Gerichtsentscheidung
Am 27. Juli 2026 erklärte die Strafkammer des spanischen Obersten Gerichtshofs die Taten, derer Meritxell Serret angeklagt war, für amnestiert und hob damit alle strafrechtlichen Verantwortlichkeiten auf. Serret war im April 2023 vom Obersten Gerichtshof Kataloniens (TSJC) wegen schweren Ungehorsams zu einem Jahr Amtsunfähigkeit und einer Geldstrafe von 12.000 Euro verurteilt worden. Das Urteil des TSJC stellte fest, dass sie sich der fünf Warnungen des Verfassungsgerichts, das Referendum vom 1. Oktober 2017 nicht durchzuführen, „vollkommen bewusst“ war und diese „bewusst und vorsätzlich“ ignorierte. Serret legte später gegen das Urteil ein Kassationsrechtsmittel ein, das der Oberste Gerichtshof nun mit der Amnestie entschieden hat.
Es war bereits unvermeidlich, dass der Oberste Gerichtshof endlich das tun würde, was er von Anfang an hätte tun sollen: das vom Kongress verabschiedete Amnestiegesetz anwenden.
Reaktion der ERC
Esquerra Republicana (ERC), die Partei, der Serret angehört, begrüßte die Entscheidung in einer Erklärung und sah darin eine Bestätigung der Strategie der Partei hinter dem Amnestiegesetz. Das Urteil erging weniger als zwei Wochen, nachdem der Gerichtshof der Europäischen Union (EuGH) das Gesetz nach den Worten der ERC nachdrücklich bestätigt hatte. Die Partei forderte den Obersten Gerichtshof auf, unverzüglich denselben Maßstab auf alle übrigen Fälle im Zusammenhang mit dem Unabhängigkeitsbestreben von 2017 anzuwenden, die politischen Rechte aller Betroffenen wiederherzustellen und die Rückkehr der Exilanten zu ermöglichen, damit der Konflikt zwischen Katalonien und dem spanischen Staat „politisch und demokratisch, ohne Repression“ diskutiert werden könne.
Juristischer Weg
Die Amnestie stieß auf mehrere rechtliche Hürden. Im Oktober 2025 wies das Verfassungsgericht eine von der Strafkammer des Obersten Gerichtshofs gegen das Amnestiegesetz erhobene Frage der Verfassungswidrigkeit zurück.
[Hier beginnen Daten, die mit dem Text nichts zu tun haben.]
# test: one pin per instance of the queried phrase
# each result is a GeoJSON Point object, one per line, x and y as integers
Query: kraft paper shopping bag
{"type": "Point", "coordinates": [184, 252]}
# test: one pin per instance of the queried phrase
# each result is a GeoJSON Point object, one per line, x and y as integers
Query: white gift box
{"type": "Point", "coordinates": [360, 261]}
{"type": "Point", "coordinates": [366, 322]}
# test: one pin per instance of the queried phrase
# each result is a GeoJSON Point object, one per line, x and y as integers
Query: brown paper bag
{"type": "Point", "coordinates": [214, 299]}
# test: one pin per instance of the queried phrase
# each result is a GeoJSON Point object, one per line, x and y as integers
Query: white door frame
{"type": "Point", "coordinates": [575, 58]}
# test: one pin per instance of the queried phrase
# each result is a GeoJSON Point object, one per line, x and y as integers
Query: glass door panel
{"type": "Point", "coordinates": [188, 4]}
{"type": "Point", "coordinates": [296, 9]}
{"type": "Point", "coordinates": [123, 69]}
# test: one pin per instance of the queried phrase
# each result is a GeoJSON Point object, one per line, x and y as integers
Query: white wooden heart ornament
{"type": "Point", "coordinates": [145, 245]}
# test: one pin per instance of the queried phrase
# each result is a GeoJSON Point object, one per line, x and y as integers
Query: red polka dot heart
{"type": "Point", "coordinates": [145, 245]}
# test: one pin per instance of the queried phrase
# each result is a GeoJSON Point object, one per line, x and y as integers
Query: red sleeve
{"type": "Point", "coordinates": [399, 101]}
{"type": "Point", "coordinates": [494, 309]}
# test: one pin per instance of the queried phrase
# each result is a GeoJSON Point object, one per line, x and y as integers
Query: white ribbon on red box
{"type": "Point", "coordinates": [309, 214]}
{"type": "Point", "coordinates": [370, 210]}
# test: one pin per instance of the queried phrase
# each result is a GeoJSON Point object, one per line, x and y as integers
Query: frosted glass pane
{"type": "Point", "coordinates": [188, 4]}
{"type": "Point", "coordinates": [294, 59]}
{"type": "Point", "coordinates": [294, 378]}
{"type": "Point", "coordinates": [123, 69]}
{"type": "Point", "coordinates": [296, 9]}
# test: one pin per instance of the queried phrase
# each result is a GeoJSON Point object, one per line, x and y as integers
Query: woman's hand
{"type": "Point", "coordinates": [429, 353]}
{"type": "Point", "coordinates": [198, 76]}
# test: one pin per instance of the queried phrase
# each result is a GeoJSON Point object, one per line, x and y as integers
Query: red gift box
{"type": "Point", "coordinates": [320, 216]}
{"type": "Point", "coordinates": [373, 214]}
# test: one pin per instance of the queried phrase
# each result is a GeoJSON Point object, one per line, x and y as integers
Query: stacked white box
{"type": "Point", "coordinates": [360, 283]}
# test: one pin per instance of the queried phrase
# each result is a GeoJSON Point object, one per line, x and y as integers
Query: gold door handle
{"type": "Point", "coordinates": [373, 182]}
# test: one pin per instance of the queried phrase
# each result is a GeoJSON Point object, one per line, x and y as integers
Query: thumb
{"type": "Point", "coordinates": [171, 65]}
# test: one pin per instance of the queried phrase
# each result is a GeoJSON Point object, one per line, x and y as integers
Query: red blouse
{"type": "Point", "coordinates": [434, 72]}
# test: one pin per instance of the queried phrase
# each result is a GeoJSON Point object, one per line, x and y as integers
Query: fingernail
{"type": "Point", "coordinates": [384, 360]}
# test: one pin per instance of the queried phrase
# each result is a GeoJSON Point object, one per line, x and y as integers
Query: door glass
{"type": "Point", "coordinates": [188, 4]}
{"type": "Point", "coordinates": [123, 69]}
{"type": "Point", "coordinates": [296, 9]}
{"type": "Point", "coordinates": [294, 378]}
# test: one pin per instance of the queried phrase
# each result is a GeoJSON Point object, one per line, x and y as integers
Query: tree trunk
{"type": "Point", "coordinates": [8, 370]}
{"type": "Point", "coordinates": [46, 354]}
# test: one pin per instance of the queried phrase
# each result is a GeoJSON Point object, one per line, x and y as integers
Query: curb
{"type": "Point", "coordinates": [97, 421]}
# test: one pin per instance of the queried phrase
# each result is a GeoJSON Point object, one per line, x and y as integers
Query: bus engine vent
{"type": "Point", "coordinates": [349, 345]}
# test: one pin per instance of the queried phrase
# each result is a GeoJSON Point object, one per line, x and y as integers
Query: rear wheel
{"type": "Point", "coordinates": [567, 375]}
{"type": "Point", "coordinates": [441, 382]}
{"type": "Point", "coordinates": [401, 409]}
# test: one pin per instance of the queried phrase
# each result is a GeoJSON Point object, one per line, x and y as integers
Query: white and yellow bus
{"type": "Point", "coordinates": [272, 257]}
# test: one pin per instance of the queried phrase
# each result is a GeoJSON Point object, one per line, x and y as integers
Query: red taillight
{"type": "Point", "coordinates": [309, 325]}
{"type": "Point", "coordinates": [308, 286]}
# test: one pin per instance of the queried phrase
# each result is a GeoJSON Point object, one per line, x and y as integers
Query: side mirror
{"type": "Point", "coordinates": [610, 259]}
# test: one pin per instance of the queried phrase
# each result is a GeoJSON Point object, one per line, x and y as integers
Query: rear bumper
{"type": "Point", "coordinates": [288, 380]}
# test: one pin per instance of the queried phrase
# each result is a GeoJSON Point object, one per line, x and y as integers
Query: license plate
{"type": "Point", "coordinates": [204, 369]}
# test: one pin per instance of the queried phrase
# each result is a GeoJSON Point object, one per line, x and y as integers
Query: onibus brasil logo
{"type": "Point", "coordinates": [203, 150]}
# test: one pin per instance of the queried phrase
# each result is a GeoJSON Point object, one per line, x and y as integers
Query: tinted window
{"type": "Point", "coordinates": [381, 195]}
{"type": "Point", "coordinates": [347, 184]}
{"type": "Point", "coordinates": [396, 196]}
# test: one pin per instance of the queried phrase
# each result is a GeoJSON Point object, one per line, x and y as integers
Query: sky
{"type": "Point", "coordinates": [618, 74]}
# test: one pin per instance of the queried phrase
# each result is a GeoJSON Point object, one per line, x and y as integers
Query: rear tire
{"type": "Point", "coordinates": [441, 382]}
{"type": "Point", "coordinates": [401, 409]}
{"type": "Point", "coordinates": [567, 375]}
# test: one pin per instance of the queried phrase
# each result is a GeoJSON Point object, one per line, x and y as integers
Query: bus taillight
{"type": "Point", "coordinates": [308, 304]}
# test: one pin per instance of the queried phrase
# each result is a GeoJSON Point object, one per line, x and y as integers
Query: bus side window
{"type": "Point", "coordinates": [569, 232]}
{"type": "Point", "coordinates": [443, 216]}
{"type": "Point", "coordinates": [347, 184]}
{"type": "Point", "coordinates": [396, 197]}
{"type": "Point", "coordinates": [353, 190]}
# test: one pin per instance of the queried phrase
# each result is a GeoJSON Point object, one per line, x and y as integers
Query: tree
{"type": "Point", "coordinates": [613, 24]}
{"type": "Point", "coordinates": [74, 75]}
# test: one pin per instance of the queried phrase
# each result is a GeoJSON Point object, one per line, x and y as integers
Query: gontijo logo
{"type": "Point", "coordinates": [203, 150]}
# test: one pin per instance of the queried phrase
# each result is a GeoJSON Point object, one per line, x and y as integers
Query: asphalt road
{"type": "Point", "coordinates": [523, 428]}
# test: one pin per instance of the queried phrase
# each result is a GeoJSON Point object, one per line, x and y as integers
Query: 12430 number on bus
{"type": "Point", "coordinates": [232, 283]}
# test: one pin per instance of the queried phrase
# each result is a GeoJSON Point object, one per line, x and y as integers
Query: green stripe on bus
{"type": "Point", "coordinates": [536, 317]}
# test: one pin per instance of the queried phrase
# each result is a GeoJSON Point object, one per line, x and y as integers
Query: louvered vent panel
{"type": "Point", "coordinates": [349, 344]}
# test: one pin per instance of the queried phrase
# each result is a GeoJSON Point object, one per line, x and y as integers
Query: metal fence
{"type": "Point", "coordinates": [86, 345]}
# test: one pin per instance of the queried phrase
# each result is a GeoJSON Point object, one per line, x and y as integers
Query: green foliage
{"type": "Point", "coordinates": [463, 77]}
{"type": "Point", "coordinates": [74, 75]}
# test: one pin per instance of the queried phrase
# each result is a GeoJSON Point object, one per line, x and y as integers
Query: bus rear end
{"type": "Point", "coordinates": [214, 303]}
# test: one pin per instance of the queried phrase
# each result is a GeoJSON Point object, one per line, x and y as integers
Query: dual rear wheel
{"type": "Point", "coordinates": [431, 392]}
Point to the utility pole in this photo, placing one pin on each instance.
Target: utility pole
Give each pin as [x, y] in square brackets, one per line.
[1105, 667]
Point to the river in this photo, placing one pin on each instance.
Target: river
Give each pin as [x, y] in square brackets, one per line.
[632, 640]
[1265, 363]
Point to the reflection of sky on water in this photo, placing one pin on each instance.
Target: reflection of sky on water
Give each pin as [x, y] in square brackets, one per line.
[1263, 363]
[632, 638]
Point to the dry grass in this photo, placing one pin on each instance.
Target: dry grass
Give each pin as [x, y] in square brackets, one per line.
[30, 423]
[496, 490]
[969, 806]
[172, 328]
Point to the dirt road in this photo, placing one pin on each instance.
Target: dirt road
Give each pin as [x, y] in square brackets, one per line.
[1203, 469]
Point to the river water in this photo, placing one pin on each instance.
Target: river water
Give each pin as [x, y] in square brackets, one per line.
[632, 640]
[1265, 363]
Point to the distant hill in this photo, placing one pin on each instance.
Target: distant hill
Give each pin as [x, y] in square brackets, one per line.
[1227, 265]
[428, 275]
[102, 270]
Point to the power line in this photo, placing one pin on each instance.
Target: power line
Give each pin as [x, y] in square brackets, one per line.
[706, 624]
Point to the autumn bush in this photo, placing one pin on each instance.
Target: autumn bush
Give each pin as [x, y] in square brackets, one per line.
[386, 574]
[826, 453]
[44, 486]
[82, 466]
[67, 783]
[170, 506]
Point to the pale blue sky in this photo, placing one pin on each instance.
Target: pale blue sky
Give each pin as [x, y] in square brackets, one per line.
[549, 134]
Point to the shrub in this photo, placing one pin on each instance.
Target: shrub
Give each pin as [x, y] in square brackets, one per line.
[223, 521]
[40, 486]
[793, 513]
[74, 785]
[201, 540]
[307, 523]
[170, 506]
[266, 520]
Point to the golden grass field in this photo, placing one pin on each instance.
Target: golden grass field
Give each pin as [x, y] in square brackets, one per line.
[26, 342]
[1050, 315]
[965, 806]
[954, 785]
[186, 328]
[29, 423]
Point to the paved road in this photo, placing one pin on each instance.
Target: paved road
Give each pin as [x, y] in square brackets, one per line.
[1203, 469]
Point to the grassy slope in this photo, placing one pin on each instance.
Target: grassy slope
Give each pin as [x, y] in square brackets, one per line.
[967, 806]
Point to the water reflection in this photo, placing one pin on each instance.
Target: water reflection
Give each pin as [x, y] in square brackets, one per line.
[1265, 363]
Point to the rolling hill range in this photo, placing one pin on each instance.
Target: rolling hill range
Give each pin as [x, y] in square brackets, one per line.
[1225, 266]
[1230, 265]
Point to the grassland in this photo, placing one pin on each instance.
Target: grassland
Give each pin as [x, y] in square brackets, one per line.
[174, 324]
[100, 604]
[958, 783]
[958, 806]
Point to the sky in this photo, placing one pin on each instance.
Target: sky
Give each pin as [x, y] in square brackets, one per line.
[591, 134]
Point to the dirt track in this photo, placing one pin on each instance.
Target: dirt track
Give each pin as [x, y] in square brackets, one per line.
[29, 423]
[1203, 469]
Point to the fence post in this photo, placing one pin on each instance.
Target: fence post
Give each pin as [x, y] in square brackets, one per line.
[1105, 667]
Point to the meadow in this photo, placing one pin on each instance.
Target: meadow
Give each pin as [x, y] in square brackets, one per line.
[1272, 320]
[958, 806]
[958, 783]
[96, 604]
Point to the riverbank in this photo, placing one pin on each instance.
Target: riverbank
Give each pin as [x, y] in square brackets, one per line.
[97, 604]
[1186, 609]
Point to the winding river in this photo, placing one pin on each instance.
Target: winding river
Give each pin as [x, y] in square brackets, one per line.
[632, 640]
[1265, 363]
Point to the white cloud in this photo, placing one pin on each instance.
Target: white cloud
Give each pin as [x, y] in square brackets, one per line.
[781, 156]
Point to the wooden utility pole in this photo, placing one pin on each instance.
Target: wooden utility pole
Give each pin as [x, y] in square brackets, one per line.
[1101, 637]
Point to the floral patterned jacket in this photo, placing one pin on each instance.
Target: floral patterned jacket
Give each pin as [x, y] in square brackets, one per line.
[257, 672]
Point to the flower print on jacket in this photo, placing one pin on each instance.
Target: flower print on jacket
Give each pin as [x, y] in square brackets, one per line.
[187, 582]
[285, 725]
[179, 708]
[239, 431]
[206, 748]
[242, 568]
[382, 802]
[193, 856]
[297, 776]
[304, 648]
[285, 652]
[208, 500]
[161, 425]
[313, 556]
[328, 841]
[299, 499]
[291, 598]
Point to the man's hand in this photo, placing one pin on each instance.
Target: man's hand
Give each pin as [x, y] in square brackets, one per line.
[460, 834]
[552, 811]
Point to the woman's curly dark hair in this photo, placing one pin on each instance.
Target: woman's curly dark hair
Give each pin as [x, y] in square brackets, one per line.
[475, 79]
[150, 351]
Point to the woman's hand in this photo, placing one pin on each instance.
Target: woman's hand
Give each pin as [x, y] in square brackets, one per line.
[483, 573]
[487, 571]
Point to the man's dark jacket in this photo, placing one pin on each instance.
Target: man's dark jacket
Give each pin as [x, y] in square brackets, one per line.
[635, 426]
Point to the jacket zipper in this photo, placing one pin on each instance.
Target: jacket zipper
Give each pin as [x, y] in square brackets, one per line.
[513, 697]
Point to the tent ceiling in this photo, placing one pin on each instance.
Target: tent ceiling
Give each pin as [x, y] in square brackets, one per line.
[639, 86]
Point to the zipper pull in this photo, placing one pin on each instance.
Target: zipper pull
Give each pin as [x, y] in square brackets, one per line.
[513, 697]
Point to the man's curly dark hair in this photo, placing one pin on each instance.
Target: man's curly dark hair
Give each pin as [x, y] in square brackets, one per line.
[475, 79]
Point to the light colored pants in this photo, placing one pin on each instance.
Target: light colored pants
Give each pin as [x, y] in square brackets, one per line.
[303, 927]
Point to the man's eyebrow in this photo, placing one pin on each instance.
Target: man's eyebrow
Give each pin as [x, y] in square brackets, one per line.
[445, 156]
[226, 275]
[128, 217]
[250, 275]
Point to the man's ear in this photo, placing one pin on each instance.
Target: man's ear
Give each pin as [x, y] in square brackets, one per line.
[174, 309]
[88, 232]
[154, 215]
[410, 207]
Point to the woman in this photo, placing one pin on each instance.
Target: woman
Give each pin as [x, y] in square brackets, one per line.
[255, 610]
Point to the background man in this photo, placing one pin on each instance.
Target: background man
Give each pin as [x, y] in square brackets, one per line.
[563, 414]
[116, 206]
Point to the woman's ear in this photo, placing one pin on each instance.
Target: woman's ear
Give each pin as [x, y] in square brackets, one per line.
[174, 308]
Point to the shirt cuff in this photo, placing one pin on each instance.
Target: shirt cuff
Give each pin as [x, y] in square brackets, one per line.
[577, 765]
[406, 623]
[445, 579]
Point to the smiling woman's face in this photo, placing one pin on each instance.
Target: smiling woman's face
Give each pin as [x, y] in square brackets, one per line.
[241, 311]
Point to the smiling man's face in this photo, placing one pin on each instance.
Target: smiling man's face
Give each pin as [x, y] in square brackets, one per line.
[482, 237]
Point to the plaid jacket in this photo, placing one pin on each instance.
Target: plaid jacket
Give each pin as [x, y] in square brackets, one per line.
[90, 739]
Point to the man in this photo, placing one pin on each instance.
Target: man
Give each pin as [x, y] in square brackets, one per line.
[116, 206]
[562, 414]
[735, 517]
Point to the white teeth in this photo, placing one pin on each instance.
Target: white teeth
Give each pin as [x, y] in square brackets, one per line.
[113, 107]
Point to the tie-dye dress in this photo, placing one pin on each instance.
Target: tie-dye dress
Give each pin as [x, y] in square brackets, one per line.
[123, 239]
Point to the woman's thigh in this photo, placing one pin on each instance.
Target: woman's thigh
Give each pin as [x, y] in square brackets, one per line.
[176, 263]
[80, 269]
Dieses Urteil ebnete den Weg für die anschließende Bestätigung durch den EuGH Anfang dieses Monats. Serret war während des Referendums von 2017 Landwirtschaftsrätin im Kabinett Puigdemonts und bekleidete später unter Präsident Pere Aragonès das Amt der Außenrätin. Sie ist die erste ehemalige Rätin der Regierung Puigdemont, deren strafrechtliche Verantwortlichkeit durch die Amnestie aufgehoben wurde.
- Unabhängigkeitsreferendum trotz Verbots des Verfassungsgerichts abgehalten.
- Oberster Gerichtshof Kataloniens verurteilt Serret wegen schweren Ungehorsams zu einem Jahr Amtsunfähigkeit und 12.000 Euro Geldstrafe.
- Verfassungsgericht weist die vom Obersten Gerichtshof vorgelegte Frage der Verfassungswidrigkeit des Amnestiegesetzes zurück.
- Gerichtshof der Europäischen Union (EuGH) billigt das Amnestiegesetz.
- Oberster Gerichtshof wendet die Amnestie an und hebt Serrets strafrechtliche Verantwortlichkeit auf.
Der Fokus richtet sich nun auf Dutzende anderer Strafverfolgungen. Die Forderung der ERC nach einer sofortigen Anwendung der Amnestie auf alle anhängigen Fälle spiegelt den wachsenden Druck auf die Justiz wider, die rechtlichen Kapitel der katalanischen Unabhängigkeitsbewegung abzuschließen.